Did you quarantine this new bird?
http://www.talkbudgies.com/new-budgie-arrivals/295153-quarantine-necessary.html

Are your other tame birds budgies? If not, then it isn't recommended that they be housed together.

If you decide to work towards housing your baby boy with your hen, then follow the steps of how to gradually introduce them and take note of the advice to avoid any breeding.
http://www.talkbudgies.com/new-budgie-arrivals/295177-introducing-two-budgies.html
http://www.talkbudgies.com/budgie-breeding/327881-heartfelt-plea-forum-members-new-old.html
http://www.talkbudgies.com/budgie-breeding/90584-when-we-dont-want-eggs.html

Best of luck


----------



## philw (Aug 22, 2014)

Great advice from Julia. Said it all


----------



## Asity (Nov 7, 2014)

Thank you for the answer.

When I say tame I don't mean that I want them to hang on me all day. I just mean that I want them to not be scared of me and for me to be able to handle them (take them on my finger/hand) without them being terrified.

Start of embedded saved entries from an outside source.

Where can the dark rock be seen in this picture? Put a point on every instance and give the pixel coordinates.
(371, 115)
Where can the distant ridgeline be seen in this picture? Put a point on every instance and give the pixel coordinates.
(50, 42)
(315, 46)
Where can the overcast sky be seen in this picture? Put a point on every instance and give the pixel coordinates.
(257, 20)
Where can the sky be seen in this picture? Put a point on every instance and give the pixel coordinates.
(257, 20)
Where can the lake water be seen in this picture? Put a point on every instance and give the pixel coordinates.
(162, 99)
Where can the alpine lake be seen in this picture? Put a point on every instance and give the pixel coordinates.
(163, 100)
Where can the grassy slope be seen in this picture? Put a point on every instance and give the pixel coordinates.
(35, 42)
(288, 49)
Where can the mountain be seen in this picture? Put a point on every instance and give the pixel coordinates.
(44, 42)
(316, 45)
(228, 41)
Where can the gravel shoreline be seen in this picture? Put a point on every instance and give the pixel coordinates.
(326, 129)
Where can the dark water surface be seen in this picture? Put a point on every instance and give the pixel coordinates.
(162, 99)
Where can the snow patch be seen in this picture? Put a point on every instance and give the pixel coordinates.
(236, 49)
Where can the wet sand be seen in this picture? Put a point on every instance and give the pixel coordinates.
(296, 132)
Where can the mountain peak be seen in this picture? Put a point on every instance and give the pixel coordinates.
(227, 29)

I know it's possible to have several tame budgies - that is, birds who still seek out their human's company - because I've seen it many places. And I know it requires time and dedication.

My other birds are also budgies. One male still seeks me out himself for a kiss and some human-to-bird chatter even if the other birds are around. That would be the ideal.

New bird is quarantined but that time is almost up so hence why I'm thinking what would be best.


----------